Abre (y va a continuar) como un relato de ciencia ficción que a veces recuerda al Contact de Carl Sagan, una historia más o menos críptica que deja cierto margen al jugador a que se pregunte qué está pasando y que finalmente decida cuál ha sido el sentido de su viaje. No es lo más importante pero tampoco es un aderezo, sino, de nuevo, parte de la propuesta global. No existiría Exo One sin esos pequeños cortes ni los flashes del mundo en el que ya no estamos, de la tripulación que se ha perdido en una misión a Júpiter probando una tecnología que les era ajena. Una tecnología que ahora usamos nosotros, no se sabe si para encontrarles, si para salvarles o para salvarnos.
Esa tecnología es la extraña nave de diseño claramente alienígena que vamos a pilotar durante todo el juego. Una pequeña esfera todoterreno que parece diseñada por alguien que de verdad conoce el universo. Su funcionamiento es sencillo y sobre él se asienta prácticamente todo Exo One: podemos rodar de un lado a otro y también modificar el peso de la nave; ya sea aligerándola para que planee o sumándole masa para que acelere o se enrisque por pendientes y gane la velocidad suficiente para lanzarse al cielo. Un mecanismo sencillísimo y limitado por el diseño que en ningún momento llega a cansar, que invita a experimentar y a jugar, a disfrutar de un primer nivel lleno de inclinaciones, surcos y cambios de rasante. Ese mundo inicial va a actuar como tutorial y a enseñarnos que no es que los planetas hayan sido diseñados para nuestra canica cósmica, sino más bien al revés: tenemos el vehículo ideal para explorar el universo.
Todo es física en Exo One. Es la única lección que nos da el juego, y lo hace con una tremenda sencillez. Logra que rápidamente venga nuestra intuición a complementar lo que nuestra formación académica en la materia no nos pueda dar. Si nos despeñamos y dejamos de aumentar nuestra masa justo antes de una pendiente que sube saldremos disparados, si planeamos en caída libre ganaremos velocidad (¡llegando a romper la barrera del sonido!) y con un giro notaremos cómo se mantiene el momento lineal… Es una gozada.
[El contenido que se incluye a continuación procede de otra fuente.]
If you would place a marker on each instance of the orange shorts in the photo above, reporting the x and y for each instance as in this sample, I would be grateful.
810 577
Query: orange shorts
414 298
Siempre hay un juego nuevo al que abandonarse, porque más que notarse como un reto, todo pequeño escollo más bien se siente como pura recreación.
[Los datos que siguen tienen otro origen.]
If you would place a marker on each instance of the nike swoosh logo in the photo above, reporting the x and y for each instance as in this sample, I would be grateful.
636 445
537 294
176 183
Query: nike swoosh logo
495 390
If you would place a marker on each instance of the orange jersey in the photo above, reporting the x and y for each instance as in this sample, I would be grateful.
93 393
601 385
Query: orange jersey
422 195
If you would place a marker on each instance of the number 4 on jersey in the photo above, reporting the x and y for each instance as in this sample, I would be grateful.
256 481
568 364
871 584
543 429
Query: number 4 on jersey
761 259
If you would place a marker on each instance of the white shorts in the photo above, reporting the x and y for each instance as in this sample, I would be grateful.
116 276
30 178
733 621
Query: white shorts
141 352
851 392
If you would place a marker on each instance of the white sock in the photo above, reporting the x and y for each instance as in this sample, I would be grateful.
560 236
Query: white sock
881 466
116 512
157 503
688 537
No sabemos qué habrá al final de nuestro viaje espacial, pero para llegar hay que atravesar una serie de monolitos que conectan planetas de nuestra galaxia separadísimos entre sí. Así, cada nivel es un mundo ignoto, un lugar en el que probablemente seamos el primer y único humano que habrá. En el horizonte tendremos siempre la luz azulada del siguiente monolito, y hasta él, nuestra pura y dura diversión hasta llegar. Porque el diseño de niveles de Exo One es pura fantasía, con cada mundo siendo una propuesta para experimentar de distintas formas con nuestra navecita. Aunque tenemos grandes espacios por delante, se hace muy difícil tanto perderse como sentir que estamos siendo guiados. Es como si Jay Weston nos dijera que tenemos el rato que queramos para entretenernos en este nuevo mundo acuático o jugando con la gravedad y la velocidad de escape de los nuevos asteroides a los que hemos ido a parar. Me gusta, también, que no son sosias en colores pastel de nuestra Tierra: hay gigantes gaseosos, infiernos de electromagnetismo desatado, páramos con estructuras alienígenas… Cada rinconcito de Exo One es una nueva invitación a dejarnos llevar por la maravilla, a soñar como lo hacían los primeros exploradores.
Porque, como digo, todo es física y como tal se siente casi cualquier escollo, no como un demiurgo que quiera mantener desafiante el camino. Lo mismo sucede con la increíble banda sonora de Rhys Lindsay, un ejercicio de elegancia y austeridad en forma de cortes instrumentales que acompañan y nunca pelean por ganar protagonismo. Exo One podría ser también un juguete en nuestras manos, una canica con la que juega un chiquillo mientras imagina que recorre el universo.
Valoro mucho, cada día más, las obras que no quieren constreñirse a las normas absurdas con las que nació el videojuego como medio. Exo One está entre ellas, y Jay Weston es un creador que ha sido valiente y ha tenido muy claro lo que él quería decir: la maravilla está por delante de cualquier otra cosa. ¿Qué sentido tiene embarrarla con elementos ajenos, con leyes absurdas y normas que no se le aplican? Hablaríamos de un videojuego que sería increíblemente peor si tuviera marcadores de puntuación, muertes o fallos catastróficos. Pero no. Lo que tenemos es un cajón de arena hermosísimo con el que jugar e imaginar.